Jefferson Morrow hits against a MRU triple block on Saturday. He had the winning kill in a 3-1 victory for the Griffins (Eduardo Perez photo).
Jefferson Morrow hits against a MRU triple block on Saturday. He had the winning kill in a 3-1 victory for the Griffins (Eduardo Perez photo).

Jefferson Hagen, MacEwan Athletics

EDMONTON – With style and panache, the magnificently mustachioed Jefferson Morrow blasted the winning kill off the hands of a Mount Royal University double block and threw in a wave for good measure.

The MacEwan Griffins have their first win of the Canada West men's volleyball campaign after defeating the visiting Cougars 3-1 (28-26, 18-25, 25-20, 25-22) on Saturday night at the David Atkinson Gym.

"It was a bit low inside," explained Morrow of the winning kill. "I was just aiming for the back wall, aiming for his fingertips.
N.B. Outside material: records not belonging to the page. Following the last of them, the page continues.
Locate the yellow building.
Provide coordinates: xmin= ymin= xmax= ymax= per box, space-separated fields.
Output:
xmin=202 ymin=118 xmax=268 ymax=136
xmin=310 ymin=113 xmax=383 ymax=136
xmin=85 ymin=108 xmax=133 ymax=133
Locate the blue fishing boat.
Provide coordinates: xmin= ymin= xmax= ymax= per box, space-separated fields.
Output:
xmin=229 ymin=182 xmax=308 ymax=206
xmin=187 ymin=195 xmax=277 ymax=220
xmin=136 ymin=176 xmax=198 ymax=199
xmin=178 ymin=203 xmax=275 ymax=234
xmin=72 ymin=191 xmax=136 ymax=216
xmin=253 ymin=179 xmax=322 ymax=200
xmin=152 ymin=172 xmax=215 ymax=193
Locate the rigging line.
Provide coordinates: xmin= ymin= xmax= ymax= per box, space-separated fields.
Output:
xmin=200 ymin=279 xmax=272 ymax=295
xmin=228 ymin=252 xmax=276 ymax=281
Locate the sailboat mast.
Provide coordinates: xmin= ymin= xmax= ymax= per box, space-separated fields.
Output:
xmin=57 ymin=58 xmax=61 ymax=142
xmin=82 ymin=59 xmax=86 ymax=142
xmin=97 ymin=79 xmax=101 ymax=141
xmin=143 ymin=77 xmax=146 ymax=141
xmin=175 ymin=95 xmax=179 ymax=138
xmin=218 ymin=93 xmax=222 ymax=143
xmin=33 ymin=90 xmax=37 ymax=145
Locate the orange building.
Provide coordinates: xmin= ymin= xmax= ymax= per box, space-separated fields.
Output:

I got lucky and got him."

With the result, the Griffins snap a five-game losing streak to start the season and move into a tie with MRU in the standings, both at 1-5.

"It's huge," said Morrow, who is among several Griffins rocking serious 'staches, deep into their Movember fund-raising campaign DONATE HERE.

"We've been playing some good teams – the top-ranked team and the fourth-ranked team and these guys are the fifth-ranked, basically, in Canada West.

"It was good to come out here and get a win. Last night we were a little disappointed – close sets and we couldn't grasp it. But tonight we came out with a good team effort. And our defence – we wanted it. It showed."

Alexei Walisser led the Griffins with 17 kills on .394 efficiency, Ethan Nashim had 12 kills and nine digs and Morrow had 11 kills. Setter Alexander Lyndon had 45 assists and 10 digs.

"To beat a quality squad like Mount Royal, you can't have passengers," said Poplawski. "I thought everyone was going. For sure, I thought Alex set a very good game for us. I thought he was distributing nicely."

After suffering a straight-sets defeat to MRU on Friday in a match that was close enough to have gone either way, the response from the Griffins was incredible.

"We didn't play the what-if game this morning," said Poplawski of falling 25-23, 25-22, 29-27 on Friday. "I thought it was 'what can we do to be better?'

"We lost by seven (total) points yesterday, so how can we find those extra points? I thought the guys did some things and recognized that and applied it."

The first set was key to the match in that it could have gone either way and the winner would seize the hammer. That turned out to be the Griffins, able to survive 25-24 and 26-25 deficits, winning it on a kill off the block.

"Just the want to get the ball up," said Morrow of the difference in close sets on Saturday. "Yesterday there were a few 50-50 balls where we weren't able to get it up. Today, we turned those 50-50s into our points instead of theirs."

After a 25-18 setback in Set 2 where Chris Byam got rolling and Jacob van Geel's serve overwhelmed the Griffins, en route to a 10-2 MRU run to victory out of the technical timeout, MacEwan regrouped and wrested back control of the match.

Griffins players celebrate after notching their first win of the season on Saturday night (Eduardo Perez photo).

They led for the majority of Sets 3 and 4 and closed it out with back-to-back Nashim and Morrow smashes off of blocks. But it was Jonah Karsten's middle attack that got the Griffins to 20-16 that really stood out as the key moment for Poplawski.

"We passed a two, two-and-a-half off the net and Alex (Lyndon) gets his feet there and runs Karsten and he scores. To me, that was a big point and showed a lot of trust. We needed that side out. It was a very important part of the match.

"This morning, they spent five minutes extra at the end of practice just really working on their connection. It's awesome when you can see something at 11:55 in the morning and at 9 o'clock at night it pays off. As a coach, those are rewarding moments. Sometimes people look at our record and they don't see those things. I know how hard my guys work."
When that hard work pays off in a result, it's something a team can build on.

"You don't want to go 0-fer in the first semester and obviously we're not going to do that now," said Poplawski. "Sometimes it's hard to see the forest for the trees and you don't know you're making progress because we're not getting results. I think it just reaffirms that the stuff we're working on works.

"We want to have a style and an identity. I thought today was probably the closest we've been to that this year."

Next up for the Griffins is a visit across town to Alberta Dec. 3-4 at the Saville Centre (Canada West TV presented by Co-op).